I'm working on a relatively modern DS game for the first time, and I'm tempted to try using 16-bit text instead, in order to avoid the obstacles I'm used to dealing with.  Does anyone have advice on the tradeoffs involved?  I can see a lot of things that would go much more smoothly, but a lot of things that could be awful with approximately twice the bytes needing to fit everywhere.

Ryusui

You might not have to if the game uses SJIS encoding. SJIS is basically ASCII with extra codes for a full 16-bit Japanese character set.
In the event of a firestorm, the salad bar will remain open.

FAST6191

Though that is the case when you are dealing with a full shiftJIS implementation many of the DS ones might skip the ASCII side of things (though you will often still have the duplicates in the 82?? region), think U16 unicode vs proper unicode.

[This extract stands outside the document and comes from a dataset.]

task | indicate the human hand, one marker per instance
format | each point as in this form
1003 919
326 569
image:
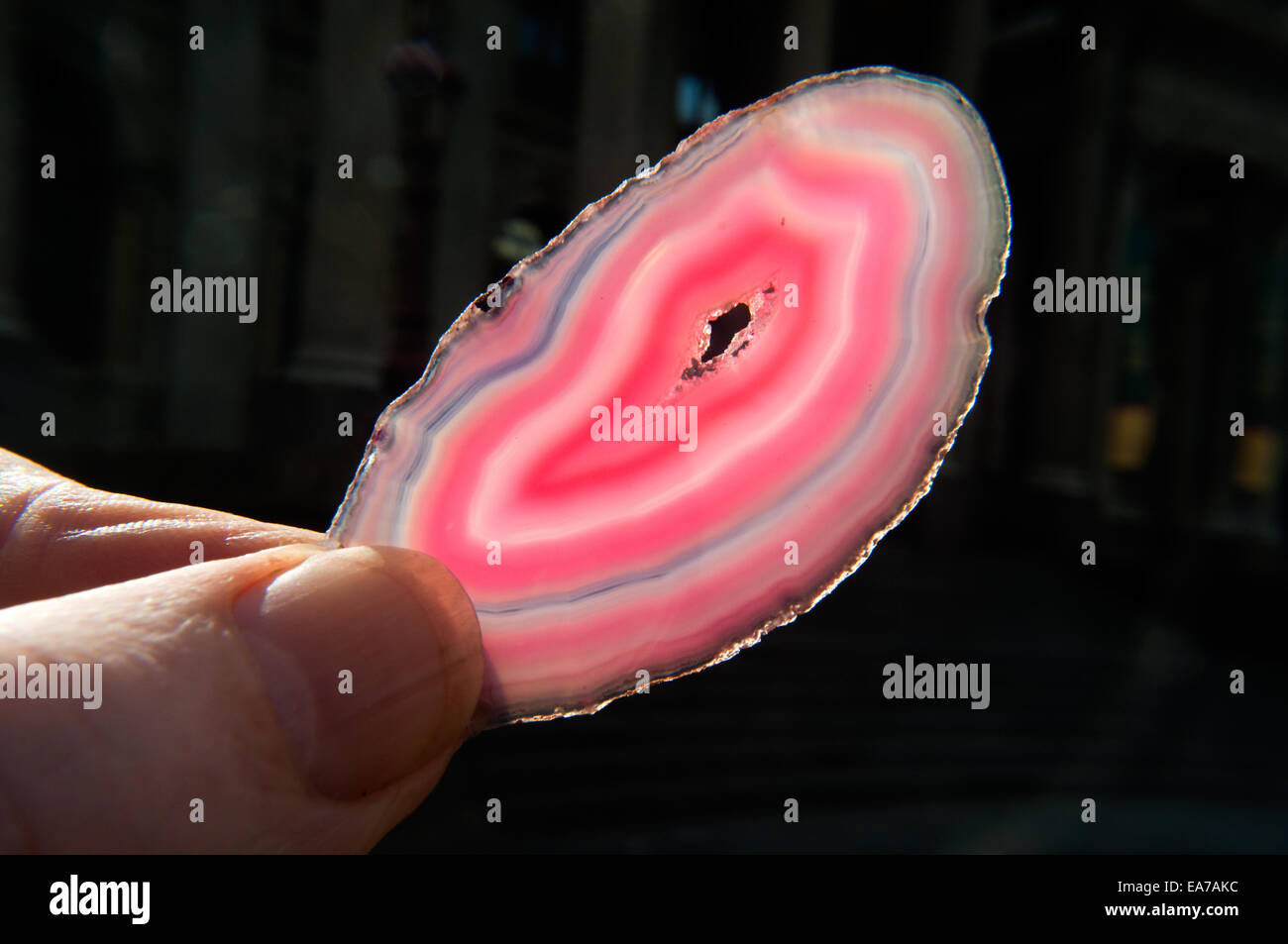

As for the OP... try it. I have encountered games where it is absolutely fine to do that and likewise I have encountered games that have to copy the entire file into memory or otherwise have memory limits far lower than the pointers of the format or the DS itself would seem to indicate and the usual English being slightly more verbose thing can trip it up, whether you then excise sections to bring it back down I leave to you to consider. Many games will manage to stream things properly, allocate memory properly (or allocate for a single large file and swap things out) and similar such things so you will probably encounter screen real estate issues long before you encounter memory issues.

The DS is not quite the land of unlimited memory/resources but where it is near unthinkable to waste 100 bytes on a NES/SNES game it is probably only something I would note when it rose up to bite me, which is far from a certainty.

Likewise in the cases of memory I would probably consider fixing the streaming/allocation before I attempted an 8 bit conversion of the encoding. That said some of the font/encoding systems are almost defined at file/format level rather than a mess of assembly/binary includes (poke around some of the NFTR stuff) or could take a DTE/MTE mod far more easily.

Pokeytax

Yeah, I've never found one that honors 00-7F ASCII... that space seems to generally be occupied by control codes.

Thanks for the advice, I'll give it a try first.  If it's not going to require massive intervention to get skill names, etc. to 16 characters instead of 8 then it's definitely worth a shot, and it's true that 8-bit conversion is still an option if it doesn't work.  There are relative pointers all over the place, though, so I'm not looking forward to fixing those when the text size blows up.

Bisqwit

If you are starved for space, the best solution still might be to create a custom encoding that uses single-byte encodings for the most common characters.

Zoinkity

It isn't DS, but the N64 AKI fighters used Shift-JIS that recognized ASCII as well.  It also accepted extended single-byte kana mapped to the unused banks.

Of course, just because it displays right doesn't mean that it can use it in every case.  In this case they encoded saved name strings by converting 16bit wide chars into 12bit indices in the font map, and that encoding breaks on ASCII.  They also used several widechar-exclusive snippets of code.  Come to think of it, just assume anything that had to do with text entry was widechar-exclusive.

That's the real trick: you don't so much need single versus wide as much as single+wide.  As far as printing goes that usually isn't an issue, but things like string lengths and anything having to do with string manipulation gets needlessly complicated.

Pokeytax

It turns out in this case that the game miraculously had a single-byte kana font already mapped to 27-7A. So, it goes to show... always check what you've got before you start taking out walls!